The 21st Century Experiential Classroom: Music Entrepreneurship Through the Coleman Foundation Faculty Entrepreneurship Fellowship
Sean Flanigan Colorado Mesa University.
Sean opens with an example of the ultimate entrepreneurial musician, citing Mozart as a portfolio-career musician (teaching, playing, composing).
A question: How can a music program afford not to have a Music Entrepreneurship track? All professional musicians (by definition) monetise their skills in some way, and Sean suggests that our curricula should have this philosophy embedded.

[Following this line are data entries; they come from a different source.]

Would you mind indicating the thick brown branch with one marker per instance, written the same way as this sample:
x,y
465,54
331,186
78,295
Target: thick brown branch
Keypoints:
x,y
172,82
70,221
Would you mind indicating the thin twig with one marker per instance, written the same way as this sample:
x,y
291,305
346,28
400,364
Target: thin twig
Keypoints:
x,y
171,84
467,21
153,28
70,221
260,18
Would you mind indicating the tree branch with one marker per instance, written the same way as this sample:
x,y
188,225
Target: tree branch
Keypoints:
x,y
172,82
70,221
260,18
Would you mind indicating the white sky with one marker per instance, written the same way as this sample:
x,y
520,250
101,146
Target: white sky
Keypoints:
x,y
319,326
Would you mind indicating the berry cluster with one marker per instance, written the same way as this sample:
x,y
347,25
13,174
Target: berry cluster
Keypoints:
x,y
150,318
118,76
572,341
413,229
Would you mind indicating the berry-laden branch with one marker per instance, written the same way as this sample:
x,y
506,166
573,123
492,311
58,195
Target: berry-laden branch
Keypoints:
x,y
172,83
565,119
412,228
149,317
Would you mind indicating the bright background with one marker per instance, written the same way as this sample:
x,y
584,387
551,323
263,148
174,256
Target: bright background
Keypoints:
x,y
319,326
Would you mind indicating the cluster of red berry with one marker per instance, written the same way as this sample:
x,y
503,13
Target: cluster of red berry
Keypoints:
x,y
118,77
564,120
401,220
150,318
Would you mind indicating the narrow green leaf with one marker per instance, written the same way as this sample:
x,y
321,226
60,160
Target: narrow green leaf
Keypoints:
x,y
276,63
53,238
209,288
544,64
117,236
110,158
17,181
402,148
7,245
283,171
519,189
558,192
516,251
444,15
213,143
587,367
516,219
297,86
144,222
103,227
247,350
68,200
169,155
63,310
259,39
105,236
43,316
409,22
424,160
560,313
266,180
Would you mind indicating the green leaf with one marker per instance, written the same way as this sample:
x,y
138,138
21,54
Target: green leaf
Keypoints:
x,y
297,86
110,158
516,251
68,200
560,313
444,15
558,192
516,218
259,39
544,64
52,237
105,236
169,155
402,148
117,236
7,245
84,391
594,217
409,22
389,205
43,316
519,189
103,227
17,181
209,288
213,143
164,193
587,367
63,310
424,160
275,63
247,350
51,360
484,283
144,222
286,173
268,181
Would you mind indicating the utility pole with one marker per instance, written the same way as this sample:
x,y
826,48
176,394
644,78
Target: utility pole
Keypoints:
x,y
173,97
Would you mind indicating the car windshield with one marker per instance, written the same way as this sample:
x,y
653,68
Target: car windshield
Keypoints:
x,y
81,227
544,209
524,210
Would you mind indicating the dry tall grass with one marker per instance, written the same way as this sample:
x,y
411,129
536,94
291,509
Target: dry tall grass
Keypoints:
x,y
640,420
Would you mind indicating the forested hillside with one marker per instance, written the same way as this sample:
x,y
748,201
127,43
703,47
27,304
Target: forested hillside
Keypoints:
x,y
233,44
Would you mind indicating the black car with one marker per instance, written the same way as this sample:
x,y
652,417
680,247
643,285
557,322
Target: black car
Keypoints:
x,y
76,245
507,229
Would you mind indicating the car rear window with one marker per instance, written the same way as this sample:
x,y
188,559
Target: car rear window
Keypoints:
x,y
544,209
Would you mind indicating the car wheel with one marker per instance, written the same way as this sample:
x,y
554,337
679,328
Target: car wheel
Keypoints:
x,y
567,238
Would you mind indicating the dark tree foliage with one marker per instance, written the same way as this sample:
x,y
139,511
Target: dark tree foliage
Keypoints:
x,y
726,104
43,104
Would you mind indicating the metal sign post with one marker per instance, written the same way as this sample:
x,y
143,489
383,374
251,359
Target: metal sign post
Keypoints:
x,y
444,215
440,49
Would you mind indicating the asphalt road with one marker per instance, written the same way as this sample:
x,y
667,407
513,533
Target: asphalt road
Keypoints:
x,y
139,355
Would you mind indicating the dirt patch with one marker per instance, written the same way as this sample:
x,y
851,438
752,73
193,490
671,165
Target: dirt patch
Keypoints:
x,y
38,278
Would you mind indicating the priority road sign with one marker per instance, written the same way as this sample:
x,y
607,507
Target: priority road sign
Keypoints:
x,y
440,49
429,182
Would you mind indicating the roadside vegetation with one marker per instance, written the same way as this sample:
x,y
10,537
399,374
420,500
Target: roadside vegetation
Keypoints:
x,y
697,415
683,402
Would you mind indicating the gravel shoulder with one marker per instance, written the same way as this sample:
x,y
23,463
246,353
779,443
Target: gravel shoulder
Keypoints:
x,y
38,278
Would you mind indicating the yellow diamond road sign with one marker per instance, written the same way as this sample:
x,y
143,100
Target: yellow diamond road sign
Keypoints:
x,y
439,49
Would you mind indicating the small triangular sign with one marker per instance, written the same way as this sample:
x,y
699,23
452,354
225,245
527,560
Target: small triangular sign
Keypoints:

We now see an overview of the Coleman Foundation, the funding from which enables faculty to develop experiential learning for students [Sean is presumably a Coleman Fellow]. In Sean’s ‘Idea Challenge’ for students , he enables the development of student projects that are market-driven – they ask what outputs people need. When a need is identified, ideation, design, and marketing follow. Sean’s examples are not necessarily from music – he talks about engineering, products and services. [His goal seems to be to engender creative thinking rather than musically-specific entrepreneurship career routes… but maybe he’s getting to that…]
He now ‘defines the community’, using Colorado as his case study, citing various music activities, venues and projects near to his university, including his own El Sistema project, MusicSpark.
The session ends with a very productive few minutes, where audience members discuss with each other what they might do today to move their curricula forward towards entrepreneurial student activity.